One related topic is the question of how a group communicates with those outside of the group, particularly in this "post truth" world. I see certain people post things on social media which are either contradictory or patently false (one example is a meme which states "US Treasury has said the wall will cost $120 per American... where do I send my check?"). The truth of the statement doesn't matter to them, though, and you can't refute the falsehoods because they simply won't listen. Even when such truths or falsehoods are detrimental to the person holding the belief, they refuse to let go... never mind that Trump lied to you by saying Mexico would pay for the wall, never mind that experts have time and again advised that the cost of the wall is underestimated or that building a wall will not have any meaningful effect on immigration or national security, none of those things are important.
I am reminded of the example of the "Evolutionary Wars" years ago.
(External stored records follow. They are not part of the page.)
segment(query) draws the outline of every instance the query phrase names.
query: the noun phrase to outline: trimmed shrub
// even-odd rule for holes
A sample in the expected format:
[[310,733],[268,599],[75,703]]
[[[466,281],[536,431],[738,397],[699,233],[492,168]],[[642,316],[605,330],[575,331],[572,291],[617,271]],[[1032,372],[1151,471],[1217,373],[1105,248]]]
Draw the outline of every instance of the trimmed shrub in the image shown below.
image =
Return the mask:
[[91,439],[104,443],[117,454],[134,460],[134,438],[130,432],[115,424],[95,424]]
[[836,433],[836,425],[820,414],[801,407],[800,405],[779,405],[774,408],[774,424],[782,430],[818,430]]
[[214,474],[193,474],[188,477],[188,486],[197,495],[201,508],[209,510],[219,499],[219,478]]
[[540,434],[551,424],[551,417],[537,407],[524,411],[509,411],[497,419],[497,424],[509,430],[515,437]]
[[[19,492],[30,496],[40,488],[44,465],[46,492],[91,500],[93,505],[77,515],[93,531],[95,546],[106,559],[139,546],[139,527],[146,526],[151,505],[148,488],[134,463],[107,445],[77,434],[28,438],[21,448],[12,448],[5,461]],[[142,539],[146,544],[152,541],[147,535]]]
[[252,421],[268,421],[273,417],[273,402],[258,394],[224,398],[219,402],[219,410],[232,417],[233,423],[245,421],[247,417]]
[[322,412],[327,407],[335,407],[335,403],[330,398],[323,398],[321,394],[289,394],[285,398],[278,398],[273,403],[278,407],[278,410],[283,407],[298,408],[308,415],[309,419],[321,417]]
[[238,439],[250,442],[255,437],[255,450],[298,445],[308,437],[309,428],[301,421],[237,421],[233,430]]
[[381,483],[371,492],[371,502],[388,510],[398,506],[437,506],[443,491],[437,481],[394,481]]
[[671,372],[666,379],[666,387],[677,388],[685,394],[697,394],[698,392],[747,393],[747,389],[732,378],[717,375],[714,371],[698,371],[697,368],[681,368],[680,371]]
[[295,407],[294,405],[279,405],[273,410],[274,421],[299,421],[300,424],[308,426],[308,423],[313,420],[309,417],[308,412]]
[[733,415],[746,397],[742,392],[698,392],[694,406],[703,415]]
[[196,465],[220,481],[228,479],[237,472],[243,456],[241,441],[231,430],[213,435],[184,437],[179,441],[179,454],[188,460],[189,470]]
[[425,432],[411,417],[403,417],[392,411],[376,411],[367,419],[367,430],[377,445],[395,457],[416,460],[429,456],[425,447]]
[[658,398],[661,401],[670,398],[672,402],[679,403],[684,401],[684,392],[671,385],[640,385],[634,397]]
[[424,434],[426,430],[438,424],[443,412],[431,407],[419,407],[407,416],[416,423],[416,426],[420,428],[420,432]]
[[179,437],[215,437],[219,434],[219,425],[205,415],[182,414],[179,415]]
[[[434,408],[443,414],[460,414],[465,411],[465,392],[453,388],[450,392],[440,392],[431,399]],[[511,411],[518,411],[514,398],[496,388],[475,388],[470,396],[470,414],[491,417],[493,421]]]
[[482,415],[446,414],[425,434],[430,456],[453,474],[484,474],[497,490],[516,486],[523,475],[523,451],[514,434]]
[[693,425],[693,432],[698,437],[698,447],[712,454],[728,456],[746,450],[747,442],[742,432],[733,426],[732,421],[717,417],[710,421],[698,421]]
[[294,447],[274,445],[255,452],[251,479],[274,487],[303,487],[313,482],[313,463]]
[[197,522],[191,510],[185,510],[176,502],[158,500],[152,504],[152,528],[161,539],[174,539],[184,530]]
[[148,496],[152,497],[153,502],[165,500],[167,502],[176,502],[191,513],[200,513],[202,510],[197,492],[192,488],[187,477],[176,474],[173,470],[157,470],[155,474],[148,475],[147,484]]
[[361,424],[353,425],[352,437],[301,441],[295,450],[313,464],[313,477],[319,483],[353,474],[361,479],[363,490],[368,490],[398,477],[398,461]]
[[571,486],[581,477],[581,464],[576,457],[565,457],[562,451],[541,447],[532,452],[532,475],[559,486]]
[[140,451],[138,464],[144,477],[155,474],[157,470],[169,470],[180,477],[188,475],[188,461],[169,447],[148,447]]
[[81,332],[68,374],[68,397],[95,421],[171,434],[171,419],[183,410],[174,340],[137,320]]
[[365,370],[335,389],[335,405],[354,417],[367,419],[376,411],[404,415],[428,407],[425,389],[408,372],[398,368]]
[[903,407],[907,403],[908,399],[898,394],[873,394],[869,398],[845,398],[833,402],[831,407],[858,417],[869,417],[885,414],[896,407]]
One thing we did poorly was communicate (this is the gist of the movie Flock of Dodos). The intelligent design camp had catchy slogans and did nothing but drum them into constituents' heads day after day. We tried to refute those slogans, to intelligently debate, to present facts, but all of this effort fell on deaf ears.
It must be the same now - we are losing because we are failing to communicate on their level.

Burk said...

Thanks very much, Kelly!

I agree. Communication at a high level is generally very difficult, and the liberal, science friendly crowd is composed of the people who succeeded in school by all those skills we expect everyone to have- close reading, analysis, book-learning, dedication to fact over feeling, etc. It is not everyone's cup of tea! I think the archetypal level is both more psychologically powerful and more commonly applicable. Even if it is, time and again, wrong, even dangerous. We seem to be seeing a Hitler-like demagogue in action, with what many see as charisma(!). Search me, but that will surely be fodder for future posts, and hopefully, full-throated resistance.